The last step is to expose the gel to a blue light source such as blue LEDs or sunlight. During this step some precipitate bands appears. These bands have a direct correlation with the DNA concentration and the gel then can be digitalized in an office scanner in order to quantify the DNA.

For the polyacrylamide gel, a non-denaturing polyacrylamide gel is prepared. The gel is then loaded with the samples and the electrophoresis process starts. SYBR Green I being diluted to 1.2X and the NBT 20 millimolar solutions are now prepared.

The gel is put into a plastic container and 16.75 mils of the diluted SYBR Green I and 325 mils of the NBT at 20 millimolar are added. Then the container is covered with Parafilm and aluminum foil and stirred at 60 rpm for 25 minutes. Finally the aluminum foil and a Parafilm is removed and the gel is exposed to sunlight or a blue light source.

For band quantification and calibration curves, the gel is put into an office scanner, then the image is analyzed using an image analysis software. Finally, a graft of normalized signal versus concentration is made. An agarose gel is made.
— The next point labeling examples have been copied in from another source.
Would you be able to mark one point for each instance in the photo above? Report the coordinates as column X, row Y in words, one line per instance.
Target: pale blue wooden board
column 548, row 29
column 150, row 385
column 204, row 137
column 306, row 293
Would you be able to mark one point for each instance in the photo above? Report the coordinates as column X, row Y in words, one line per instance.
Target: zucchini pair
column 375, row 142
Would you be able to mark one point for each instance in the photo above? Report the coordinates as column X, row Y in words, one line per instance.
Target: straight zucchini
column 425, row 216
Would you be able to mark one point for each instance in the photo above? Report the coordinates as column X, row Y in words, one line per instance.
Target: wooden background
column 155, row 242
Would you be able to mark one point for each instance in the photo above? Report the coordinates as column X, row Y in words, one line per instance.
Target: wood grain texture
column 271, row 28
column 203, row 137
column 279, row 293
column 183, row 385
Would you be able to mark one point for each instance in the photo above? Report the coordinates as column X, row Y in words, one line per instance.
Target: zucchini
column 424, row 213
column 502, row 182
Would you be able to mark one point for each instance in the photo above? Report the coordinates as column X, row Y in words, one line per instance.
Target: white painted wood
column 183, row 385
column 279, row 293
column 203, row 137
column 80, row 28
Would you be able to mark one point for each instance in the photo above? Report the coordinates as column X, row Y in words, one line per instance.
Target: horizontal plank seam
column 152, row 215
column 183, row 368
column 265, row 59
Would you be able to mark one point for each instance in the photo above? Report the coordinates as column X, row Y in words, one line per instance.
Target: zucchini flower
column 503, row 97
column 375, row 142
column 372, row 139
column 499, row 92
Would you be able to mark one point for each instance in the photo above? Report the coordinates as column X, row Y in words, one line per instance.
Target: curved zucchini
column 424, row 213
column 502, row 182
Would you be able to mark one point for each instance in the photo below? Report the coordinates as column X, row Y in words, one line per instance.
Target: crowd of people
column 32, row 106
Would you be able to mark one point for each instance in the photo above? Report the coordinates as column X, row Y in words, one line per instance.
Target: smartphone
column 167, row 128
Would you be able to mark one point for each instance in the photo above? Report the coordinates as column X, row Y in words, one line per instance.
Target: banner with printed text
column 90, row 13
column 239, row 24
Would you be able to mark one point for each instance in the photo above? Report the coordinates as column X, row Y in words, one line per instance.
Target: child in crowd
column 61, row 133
The wells are loaded with a plasmid that has ampicillin resistance and the gel is cut into two pieces, each of which is stained with a different stain. Then the plasmid band is extracted and transformed via chemical transformation into competent cells with media that contains ampicillin. A 1%agarose gel is prepared in TAE 1X buffer and loaded with four microliters of plasmid at around 100 nanograms per microliter.

The gel in the electrophoresis chamber is then run at 100 volts for one hour. Half the gel is stained with SYBR Green I and NBT method and the other half with SYBR Green I UV method. For agarose gel, the SYBR Green I NBT method is performed using SBYR Green I at a concentration of 1.2X and NBT at 2 millimolar.

The gel is put into a plastic container and the solution volume is scaled to cover the gel and the stirring time is extended to one hour. For agarose gels, the commonly used SYBR Green I method is performed by covering the gel with 1X SYBR Green I solution and stirring for an hour. Then the gel is exposed to a UV transilluminator for band visualization for two minutes.

Once the gel is stained, the plasmid band is cut with a scalpel and the plasmid extracted with a commercial extraction kit. The DNA is normalized to 9.1 nanograms per microliter for transforming chemical competent Escherichia coli XL 10 bacteria. Finally, the colonies are counted.

The colony-forming units are calculated. The result is grafted and the results obtained from SYBR Green I NBT and SYBR Green I UV compared. A purple formazan precipitate appears where the DNA is located.

In the experiment a DNA ladder was loaded to make a calibration curve with a detection limit of 192 picograms at 1, 500 base pairs. The use of agarose gels allows the sample recovery using commercially available kit and does not interfere with the extraction. Some recovery using this method with blue LED results in better quality compared to the SYBR Green I using transilluminator.